Outlook and References
Future work must extend the convergence analysis to fully infinite-dimensional settings and connect the abstract framework to specific practical optimizers. The paper is available as a preprint ([arXiv:2604.27052](https://arxiv.org/abs/2604.27052), May 2026) from IAIFI researcher Akshunna S. Dogra (adogra@nyu.edu).

Original Paper Details

Title
Man, Machine, and Mathematics
arXiv ID
[arXiv:2604.27052](https://arxiv.org/abs/2604.27052)
Authors
Akshunna S. Dogra
Abstract
Nonlinear models and optimization methods have successfully tackled a rapidly growing set of problems in recent years.
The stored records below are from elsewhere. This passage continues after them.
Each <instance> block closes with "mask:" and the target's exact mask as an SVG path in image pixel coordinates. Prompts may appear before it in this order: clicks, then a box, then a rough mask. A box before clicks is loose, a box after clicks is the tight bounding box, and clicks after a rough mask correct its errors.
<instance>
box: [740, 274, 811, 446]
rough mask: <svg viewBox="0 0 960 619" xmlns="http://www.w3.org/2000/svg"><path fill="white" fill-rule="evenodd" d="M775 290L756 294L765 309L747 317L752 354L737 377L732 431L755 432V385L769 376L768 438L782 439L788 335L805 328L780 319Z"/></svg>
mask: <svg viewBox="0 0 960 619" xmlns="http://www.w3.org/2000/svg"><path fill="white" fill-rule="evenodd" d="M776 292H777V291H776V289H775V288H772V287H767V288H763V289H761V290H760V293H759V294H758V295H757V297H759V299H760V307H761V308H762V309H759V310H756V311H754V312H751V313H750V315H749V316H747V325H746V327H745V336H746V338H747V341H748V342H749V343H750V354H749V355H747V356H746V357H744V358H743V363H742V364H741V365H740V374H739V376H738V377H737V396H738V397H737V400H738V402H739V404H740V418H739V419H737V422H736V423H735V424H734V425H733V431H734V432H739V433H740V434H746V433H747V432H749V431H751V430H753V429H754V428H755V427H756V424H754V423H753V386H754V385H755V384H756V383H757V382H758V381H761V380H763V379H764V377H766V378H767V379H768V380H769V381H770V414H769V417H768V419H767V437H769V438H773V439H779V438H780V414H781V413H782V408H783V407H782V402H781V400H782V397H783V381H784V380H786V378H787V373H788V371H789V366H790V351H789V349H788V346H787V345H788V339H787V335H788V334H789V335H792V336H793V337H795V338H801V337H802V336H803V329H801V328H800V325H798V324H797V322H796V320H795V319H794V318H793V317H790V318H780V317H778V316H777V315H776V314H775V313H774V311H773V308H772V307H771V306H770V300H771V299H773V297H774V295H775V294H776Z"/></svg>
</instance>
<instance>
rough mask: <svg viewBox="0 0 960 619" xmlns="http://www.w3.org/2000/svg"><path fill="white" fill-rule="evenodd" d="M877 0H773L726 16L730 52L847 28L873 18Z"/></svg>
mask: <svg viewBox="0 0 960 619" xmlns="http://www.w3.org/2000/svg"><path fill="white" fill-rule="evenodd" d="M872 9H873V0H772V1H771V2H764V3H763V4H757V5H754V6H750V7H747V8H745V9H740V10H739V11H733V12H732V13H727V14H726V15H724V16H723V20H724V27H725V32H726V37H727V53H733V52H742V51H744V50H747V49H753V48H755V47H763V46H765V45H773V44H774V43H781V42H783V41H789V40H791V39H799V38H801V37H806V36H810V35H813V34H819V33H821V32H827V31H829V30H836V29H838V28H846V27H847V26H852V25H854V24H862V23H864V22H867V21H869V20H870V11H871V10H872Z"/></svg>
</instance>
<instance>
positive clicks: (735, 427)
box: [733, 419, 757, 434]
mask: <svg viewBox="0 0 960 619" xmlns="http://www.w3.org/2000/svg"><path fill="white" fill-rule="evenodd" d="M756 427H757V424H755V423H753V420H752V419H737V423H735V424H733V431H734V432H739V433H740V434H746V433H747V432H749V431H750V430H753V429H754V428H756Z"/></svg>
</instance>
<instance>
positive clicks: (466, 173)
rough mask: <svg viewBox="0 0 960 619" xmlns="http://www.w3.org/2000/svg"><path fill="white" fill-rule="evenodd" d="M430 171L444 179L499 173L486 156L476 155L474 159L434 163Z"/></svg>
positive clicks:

Indeed, a relatively small toolbox of such models and methods can provide sufficient performance across a large landscape of tasks: deep learning alone has made significant recent contributions in scientific modelling, natural language processing, visual analysis, etc. A similar relationship exists between physical theories and phenomena, where many applications and observations emerge neatly from remarkably minimal foundations. It is natural to wonder if sparse unified frameworks could be built to steer discussion and discovery in the fields concerned with learning, optimization, and modelling. In this work, we posit and examine a possible outline for such a unified theory, interpreting the notion of ''learning'' in a broad sense. In particular, we pursue our goals by viewing learning as an inter-connected process on multiple levels: problem setup, choosing methods, and the analysis of their interplay via imposed optimisation dynamics. We begin by proposing a precise yet versatile definition for ''solvable'' problems. We then define the ''parametrised methods'' by which their solution(s) may be ''learned''. Our goal is to sketch a ''universal convergence theorem'', specifying how and when solvable problems become amenable to the methods chosen for them. We find these constructions reduce the study of learning down to remarkably few ideas and tools - many of which are simply adapted from existing ones in dynamical systems theory, geometry, and fundamental physics.